Au travers d’un seul communiqué, les autorités sri-lankaises ont récemment annoncé avoir transféré la tutelle des forêts situées en dehors des zones protégées aux administrateurs locaux. Ce transfert permet de mettre ces « autres forêts d’État » (OSF pour « Other State Forest ») à disposition à des fins agricoles. Les autorités souhaitent à travers ce changement accroître la productivité alimentaire.

Ces forêts sont situées à la lisière des zones protégées. Elles sont historiquement administrées par une unité administrative de niveau régional au Sri Lanka, les « secrétariats divisionnaires ». En 2001, leur administration a été transférée au Département de la conservation des forêts, compte tenu de leur importance. En juillet 2020, le gouvernement a choisi de re-transférer ces forêts aux secrétariats divisionnaires avec pour objectif de stimuler la production agricole nationale afin de faire face aux difficultés économiques causées par la pandémie du Covid-19.

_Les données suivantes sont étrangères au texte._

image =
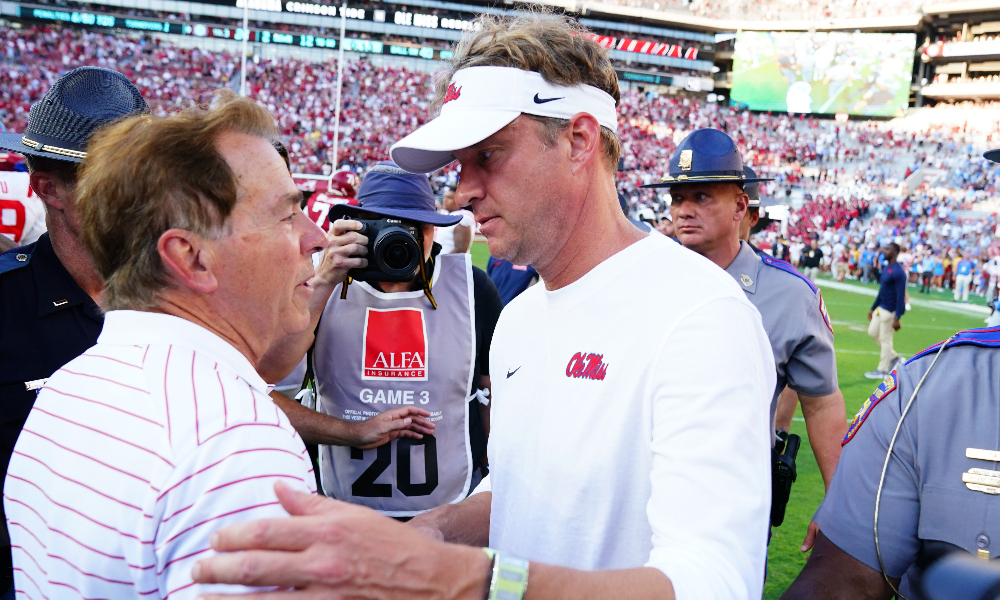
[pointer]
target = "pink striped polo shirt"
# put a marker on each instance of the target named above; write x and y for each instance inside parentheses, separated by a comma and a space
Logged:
(134, 453)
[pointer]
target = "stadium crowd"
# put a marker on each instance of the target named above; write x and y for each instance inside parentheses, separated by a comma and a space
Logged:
(854, 187)
(834, 164)
(382, 103)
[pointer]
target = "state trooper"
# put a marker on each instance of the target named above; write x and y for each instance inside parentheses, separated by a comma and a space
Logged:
(918, 476)
(709, 200)
(48, 289)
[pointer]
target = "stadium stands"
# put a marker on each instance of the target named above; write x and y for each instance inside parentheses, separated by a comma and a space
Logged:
(841, 166)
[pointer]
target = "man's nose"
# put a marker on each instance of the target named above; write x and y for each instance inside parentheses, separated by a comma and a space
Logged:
(313, 239)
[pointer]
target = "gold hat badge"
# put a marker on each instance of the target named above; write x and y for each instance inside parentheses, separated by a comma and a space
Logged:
(684, 162)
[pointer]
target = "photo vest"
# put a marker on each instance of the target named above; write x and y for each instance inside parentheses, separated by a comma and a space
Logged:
(377, 351)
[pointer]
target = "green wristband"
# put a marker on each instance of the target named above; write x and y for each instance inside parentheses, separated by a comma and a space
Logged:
(509, 578)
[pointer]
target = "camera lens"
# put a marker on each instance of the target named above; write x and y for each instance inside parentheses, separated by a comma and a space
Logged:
(396, 252)
(397, 256)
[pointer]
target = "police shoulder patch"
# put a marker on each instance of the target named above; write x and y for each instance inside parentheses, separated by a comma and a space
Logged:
(788, 268)
(888, 384)
(14, 259)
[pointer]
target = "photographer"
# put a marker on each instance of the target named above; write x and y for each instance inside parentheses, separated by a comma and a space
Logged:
(370, 357)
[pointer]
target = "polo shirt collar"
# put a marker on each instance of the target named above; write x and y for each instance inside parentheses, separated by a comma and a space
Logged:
(133, 327)
(56, 288)
(745, 268)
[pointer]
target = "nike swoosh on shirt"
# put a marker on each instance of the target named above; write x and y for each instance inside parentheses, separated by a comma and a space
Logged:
(543, 101)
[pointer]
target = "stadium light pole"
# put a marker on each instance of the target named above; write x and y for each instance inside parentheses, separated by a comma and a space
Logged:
(246, 36)
(340, 83)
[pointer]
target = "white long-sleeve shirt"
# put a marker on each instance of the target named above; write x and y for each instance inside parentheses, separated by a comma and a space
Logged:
(631, 425)
(134, 453)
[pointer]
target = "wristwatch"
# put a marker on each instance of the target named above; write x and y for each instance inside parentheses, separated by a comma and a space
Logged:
(509, 578)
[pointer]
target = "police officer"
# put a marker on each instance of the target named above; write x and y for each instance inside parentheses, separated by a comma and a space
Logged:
(708, 202)
(48, 289)
(884, 521)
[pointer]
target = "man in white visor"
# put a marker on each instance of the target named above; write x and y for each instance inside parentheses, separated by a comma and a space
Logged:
(627, 461)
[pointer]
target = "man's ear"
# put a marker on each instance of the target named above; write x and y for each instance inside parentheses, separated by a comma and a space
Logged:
(742, 206)
(50, 190)
(188, 260)
(585, 138)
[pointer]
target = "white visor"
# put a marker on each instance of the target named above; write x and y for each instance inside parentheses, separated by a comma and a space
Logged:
(483, 100)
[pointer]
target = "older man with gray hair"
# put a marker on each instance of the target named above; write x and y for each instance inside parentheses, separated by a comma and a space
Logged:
(139, 448)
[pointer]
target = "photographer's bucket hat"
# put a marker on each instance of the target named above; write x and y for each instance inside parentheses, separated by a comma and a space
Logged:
(706, 156)
(79, 103)
(481, 101)
(390, 191)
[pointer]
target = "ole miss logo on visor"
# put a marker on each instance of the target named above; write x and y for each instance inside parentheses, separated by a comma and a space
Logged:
(452, 94)
(395, 345)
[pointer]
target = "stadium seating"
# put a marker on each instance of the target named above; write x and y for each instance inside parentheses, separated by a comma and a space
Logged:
(841, 166)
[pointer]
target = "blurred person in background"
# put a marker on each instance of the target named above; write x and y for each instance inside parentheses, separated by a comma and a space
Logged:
(926, 271)
(49, 289)
(457, 238)
(963, 277)
(709, 221)
(812, 257)
(378, 398)
(509, 278)
(887, 310)
(867, 263)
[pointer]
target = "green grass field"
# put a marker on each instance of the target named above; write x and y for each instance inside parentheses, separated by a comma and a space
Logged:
(856, 354)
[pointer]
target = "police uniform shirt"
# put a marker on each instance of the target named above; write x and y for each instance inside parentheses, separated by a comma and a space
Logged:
(46, 321)
(795, 319)
(926, 507)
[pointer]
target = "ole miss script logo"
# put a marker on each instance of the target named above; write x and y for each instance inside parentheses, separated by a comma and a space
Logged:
(452, 94)
(395, 345)
(587, 366)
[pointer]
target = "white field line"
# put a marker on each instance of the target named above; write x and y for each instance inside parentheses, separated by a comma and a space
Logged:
(954, 307)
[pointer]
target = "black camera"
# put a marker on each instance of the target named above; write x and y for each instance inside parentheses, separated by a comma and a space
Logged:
(393, 251)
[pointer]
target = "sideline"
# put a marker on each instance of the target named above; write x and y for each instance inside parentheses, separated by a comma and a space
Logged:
(954, 307)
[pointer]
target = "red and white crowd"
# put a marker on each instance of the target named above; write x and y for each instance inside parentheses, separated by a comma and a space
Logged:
(848, 181)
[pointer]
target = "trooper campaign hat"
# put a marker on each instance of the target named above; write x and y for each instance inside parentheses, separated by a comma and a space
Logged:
(706, 156)
(77, 105)
(389, 191)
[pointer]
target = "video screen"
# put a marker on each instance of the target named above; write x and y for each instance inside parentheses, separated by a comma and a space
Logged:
(829, 73)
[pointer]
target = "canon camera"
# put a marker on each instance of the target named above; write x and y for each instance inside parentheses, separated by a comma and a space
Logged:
(393, 251)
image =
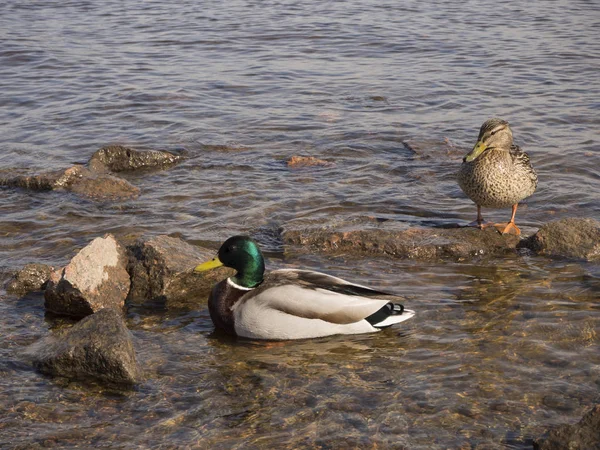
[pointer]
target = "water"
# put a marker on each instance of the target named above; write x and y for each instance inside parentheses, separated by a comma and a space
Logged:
(500, 349)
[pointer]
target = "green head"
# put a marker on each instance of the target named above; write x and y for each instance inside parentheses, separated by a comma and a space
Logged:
(242, 254)
(494, 133)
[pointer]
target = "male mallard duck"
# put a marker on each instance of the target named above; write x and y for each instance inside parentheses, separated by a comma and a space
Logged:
(497, 173)
(290, 303)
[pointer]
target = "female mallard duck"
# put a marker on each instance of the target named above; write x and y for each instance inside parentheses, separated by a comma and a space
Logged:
(497, 173)
(290, 303)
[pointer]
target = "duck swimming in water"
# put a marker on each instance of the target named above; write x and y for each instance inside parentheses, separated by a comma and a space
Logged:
(497, 173)
(290, 303)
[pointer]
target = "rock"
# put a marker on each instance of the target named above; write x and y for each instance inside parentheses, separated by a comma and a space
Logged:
(162, 271)
(96, 278)
(307, 161)
(96, 186)
(39, 182)
(408, 243)
(584, 435)
(77, 179)
(116, 158)
(569, 238)
(32, 277)
(99, 346)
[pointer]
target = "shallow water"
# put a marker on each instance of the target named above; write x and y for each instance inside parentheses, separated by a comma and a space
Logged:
(393, 96)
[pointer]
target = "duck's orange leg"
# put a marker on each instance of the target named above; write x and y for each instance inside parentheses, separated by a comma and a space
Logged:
(480, 222)
(509, 227)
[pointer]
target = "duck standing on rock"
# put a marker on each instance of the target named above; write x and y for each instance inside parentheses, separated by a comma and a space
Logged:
(497, 173)
(290, 303)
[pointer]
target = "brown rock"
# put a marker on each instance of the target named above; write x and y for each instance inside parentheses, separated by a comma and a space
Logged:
(569, 238)
(162, 272)
(96, 278)
(408, 243)
(306, 161)
(97, 186)
(77, 179)
(37, 182)
(32, 277)
(99, 346)
(117, 158)
(584, 435)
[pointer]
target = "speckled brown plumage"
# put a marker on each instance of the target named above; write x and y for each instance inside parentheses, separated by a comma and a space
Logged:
(497, 173)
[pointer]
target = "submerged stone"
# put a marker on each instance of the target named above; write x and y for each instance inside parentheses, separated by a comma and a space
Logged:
(32, 277)
(307, 161)
(162, 272)
(406, 243)
(99, 346)
(584, 435)
(96, 278)
(77, 179)
(569, 238)
(117, 158)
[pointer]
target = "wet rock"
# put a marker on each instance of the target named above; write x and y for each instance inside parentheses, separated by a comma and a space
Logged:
(99, 346)
(37, 182)
(407, 243)
(117, 158)
(96, 186)
(307, 161)
(32, 277)
(584, 435)
(77, 179)
(96, 278)
(162, 272)
(569, 238)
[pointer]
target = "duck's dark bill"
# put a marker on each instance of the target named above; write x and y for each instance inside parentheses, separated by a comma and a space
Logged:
(477, 150)
(213, 263)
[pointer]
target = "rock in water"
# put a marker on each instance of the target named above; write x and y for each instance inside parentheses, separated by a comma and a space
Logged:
(96, 278)
(32, 277)
(162, 272)
(569, 238)
(116, 158)
(99, 346)
(584, 435)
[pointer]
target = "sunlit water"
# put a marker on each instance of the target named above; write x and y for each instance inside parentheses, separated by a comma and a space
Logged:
(393, 93)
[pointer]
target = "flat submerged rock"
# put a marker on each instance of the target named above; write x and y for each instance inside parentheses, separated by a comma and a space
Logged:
(409, 243)
(573, 238)
(99, 346)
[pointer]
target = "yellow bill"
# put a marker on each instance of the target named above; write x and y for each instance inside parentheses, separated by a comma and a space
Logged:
(212, 264)
(477, 150)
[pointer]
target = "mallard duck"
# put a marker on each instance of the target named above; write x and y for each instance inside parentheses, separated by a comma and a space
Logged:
(291, 303)
(497, 173)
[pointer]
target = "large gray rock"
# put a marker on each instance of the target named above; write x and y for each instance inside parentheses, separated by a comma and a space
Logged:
(162, 272)
(96, 278)
(570, 238)
(77, 179)
(400, 242)
(99, 346)
(117, 158)
(584, 435)
(32, 277)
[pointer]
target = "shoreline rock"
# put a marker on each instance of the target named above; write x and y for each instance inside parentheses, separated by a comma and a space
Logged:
(577, 238)
(408, 243)
(32, 277)
(584, 435)
(118, 158)
(95, 181)
(96, 278)
(162, 272)
(99, 346)
(568, 238)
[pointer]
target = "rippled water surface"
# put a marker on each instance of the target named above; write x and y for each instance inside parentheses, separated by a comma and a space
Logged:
(393, 94)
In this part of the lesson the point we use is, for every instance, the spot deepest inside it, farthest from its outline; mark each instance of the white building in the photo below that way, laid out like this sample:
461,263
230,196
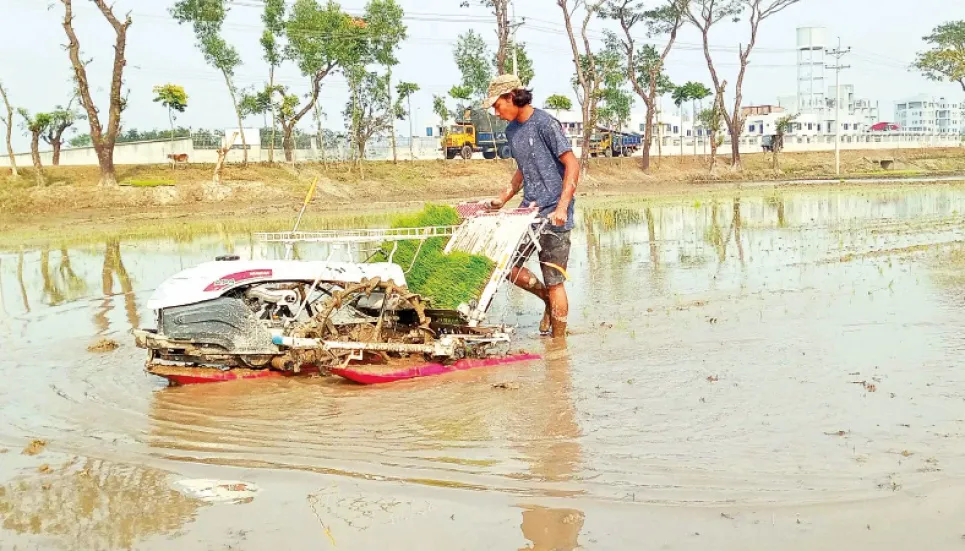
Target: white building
929,115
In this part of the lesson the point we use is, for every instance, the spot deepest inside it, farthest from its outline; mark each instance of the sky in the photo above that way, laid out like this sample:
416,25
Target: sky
884,36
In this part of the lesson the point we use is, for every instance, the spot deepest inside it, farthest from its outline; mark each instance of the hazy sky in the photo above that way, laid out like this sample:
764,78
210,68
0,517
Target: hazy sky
884,35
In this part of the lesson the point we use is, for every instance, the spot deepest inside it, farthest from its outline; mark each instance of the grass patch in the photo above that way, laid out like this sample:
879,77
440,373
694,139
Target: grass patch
149,183
446,280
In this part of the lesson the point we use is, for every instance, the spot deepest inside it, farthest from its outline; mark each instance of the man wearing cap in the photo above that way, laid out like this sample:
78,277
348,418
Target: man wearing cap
547,173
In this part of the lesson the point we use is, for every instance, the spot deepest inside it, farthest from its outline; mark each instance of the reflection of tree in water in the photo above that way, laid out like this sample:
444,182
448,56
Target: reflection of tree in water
93,504
554,452
62,285
552,529
113,265
23,288
718,239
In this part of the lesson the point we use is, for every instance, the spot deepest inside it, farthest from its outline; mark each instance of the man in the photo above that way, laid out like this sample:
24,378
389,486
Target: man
547,173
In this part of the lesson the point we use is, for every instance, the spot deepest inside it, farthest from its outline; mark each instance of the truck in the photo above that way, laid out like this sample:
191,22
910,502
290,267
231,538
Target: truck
476,132
613,143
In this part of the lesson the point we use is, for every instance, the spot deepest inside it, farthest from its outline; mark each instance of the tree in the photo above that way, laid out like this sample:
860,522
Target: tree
174,98
504,27
323,40
102,139
61,119
713,120
207,18
405,91
472,59
705,14
274,19
558,103
524,65
783,126
588,77
80,140
441,110
368,112
693,92
945,62
35,126
8,122
645,64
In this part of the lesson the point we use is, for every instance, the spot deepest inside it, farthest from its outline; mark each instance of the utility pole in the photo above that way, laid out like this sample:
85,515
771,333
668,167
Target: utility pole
515,27
837,54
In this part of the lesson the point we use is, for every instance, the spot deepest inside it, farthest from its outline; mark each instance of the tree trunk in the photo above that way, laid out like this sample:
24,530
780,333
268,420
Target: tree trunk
647,140
103,141
411,132
395,157
9,124
35,156
288,142
274,123
57,144
735,132
241,124
105,159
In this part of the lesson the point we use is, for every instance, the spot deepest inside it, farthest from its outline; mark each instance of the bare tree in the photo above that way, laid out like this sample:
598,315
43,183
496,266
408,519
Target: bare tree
103,141
8,122
704,14
589,78
645,66
504,30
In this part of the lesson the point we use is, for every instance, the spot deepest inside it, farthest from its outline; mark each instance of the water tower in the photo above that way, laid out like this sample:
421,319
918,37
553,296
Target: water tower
811,86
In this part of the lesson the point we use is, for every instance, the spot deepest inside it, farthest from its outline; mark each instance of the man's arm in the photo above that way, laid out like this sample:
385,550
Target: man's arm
509,192
570,179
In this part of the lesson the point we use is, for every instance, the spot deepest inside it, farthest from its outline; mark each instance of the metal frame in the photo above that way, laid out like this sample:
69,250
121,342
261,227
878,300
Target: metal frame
505,257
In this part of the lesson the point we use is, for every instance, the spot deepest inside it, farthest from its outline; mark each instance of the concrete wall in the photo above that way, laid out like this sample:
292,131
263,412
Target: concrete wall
156,152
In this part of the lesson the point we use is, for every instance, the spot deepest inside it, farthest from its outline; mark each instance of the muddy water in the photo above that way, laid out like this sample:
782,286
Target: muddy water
783,367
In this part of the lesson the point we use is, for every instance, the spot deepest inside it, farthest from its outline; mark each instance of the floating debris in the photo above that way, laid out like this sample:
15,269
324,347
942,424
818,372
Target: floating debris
103,345
218,491
35,447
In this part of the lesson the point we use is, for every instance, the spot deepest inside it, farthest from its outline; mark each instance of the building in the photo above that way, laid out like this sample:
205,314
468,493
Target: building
929,115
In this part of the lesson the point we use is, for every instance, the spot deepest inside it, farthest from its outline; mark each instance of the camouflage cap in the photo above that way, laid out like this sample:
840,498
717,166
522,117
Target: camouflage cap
503,84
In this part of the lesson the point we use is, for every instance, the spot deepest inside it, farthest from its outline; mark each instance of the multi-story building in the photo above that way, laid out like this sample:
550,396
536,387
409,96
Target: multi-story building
929,115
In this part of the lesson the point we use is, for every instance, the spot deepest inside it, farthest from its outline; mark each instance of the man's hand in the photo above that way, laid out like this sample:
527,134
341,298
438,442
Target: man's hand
559,217
492,204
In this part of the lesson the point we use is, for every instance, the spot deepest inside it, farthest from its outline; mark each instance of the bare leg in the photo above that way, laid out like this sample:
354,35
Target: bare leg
525,280
559,309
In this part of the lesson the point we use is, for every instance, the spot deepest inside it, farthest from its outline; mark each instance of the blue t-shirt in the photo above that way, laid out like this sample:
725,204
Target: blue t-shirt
537,145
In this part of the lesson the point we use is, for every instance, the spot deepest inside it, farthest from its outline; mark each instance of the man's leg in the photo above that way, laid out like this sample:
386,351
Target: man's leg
554,257
559,309
524,279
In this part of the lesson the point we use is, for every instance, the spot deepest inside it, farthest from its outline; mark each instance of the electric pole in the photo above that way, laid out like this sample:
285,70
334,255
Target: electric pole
837,54
515,25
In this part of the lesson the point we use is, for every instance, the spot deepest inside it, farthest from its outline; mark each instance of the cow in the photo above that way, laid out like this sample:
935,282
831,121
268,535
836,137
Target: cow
178,158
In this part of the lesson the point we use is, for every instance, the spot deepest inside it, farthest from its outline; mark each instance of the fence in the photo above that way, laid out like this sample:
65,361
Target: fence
201,148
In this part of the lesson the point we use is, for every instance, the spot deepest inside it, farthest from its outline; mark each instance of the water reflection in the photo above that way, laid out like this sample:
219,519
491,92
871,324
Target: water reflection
96,505
113,265
552,529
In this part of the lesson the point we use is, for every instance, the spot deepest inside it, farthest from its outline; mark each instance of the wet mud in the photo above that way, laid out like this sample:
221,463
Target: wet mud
782,367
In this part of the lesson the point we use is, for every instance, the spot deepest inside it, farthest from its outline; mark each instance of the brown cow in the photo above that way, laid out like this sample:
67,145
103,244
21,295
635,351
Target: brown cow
178,159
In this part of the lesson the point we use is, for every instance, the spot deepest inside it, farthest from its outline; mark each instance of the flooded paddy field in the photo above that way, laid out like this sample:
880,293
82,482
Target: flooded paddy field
771,370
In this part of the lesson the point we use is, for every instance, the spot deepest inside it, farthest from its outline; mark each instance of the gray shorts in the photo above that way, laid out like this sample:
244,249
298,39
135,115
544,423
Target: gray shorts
554,249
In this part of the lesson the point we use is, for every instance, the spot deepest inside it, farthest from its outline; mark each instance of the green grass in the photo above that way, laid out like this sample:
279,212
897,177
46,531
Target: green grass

Cette décision inquiète les militants écologistes, qui craignent que ces forêts soient défrichées pour l’agriculture et d’autres travaux de développement. La décision de l’État comprend l’autorisation de la libération de FOS, ou « forêts résiduelles« , à des fins agricoles. Le terme « forêts résiduelles » est souvent utilisé pour désigner ces forêts, ce qui donne l’idée qu’elles ne sont pas très importantes et qu’elles peuvent être utilisées à d’autres fins et ne pas être traitées comme des forêts. Le secrétaire du ministère de faune et de la conservation des forêts, Bandula Harischandra a déclaré dans un entretien au site d’information Mongabay que « les secrétaires de division ne pourront pas prendre de décisions « au hasard », lorsqu’il s’agira de gérer d’autres forêts d’État. Toute décision de libérer une bande de FOS pour l’agriculture ou à d’autres fins sera basée sur les recommandations d’un comité, ajoutant que la décision du gouvernement souligne également la nécessité d’éviter de développer des zones écologiquement sensibles ».

Dans un communiqué diffusé par Friends of the Earth Sri Lanka, les militants écologistes se disent très peu convaincus par ces garantis et rappellent que les OSF présentent des niveaux élevés de biodiversité qui risquent d’être détruits.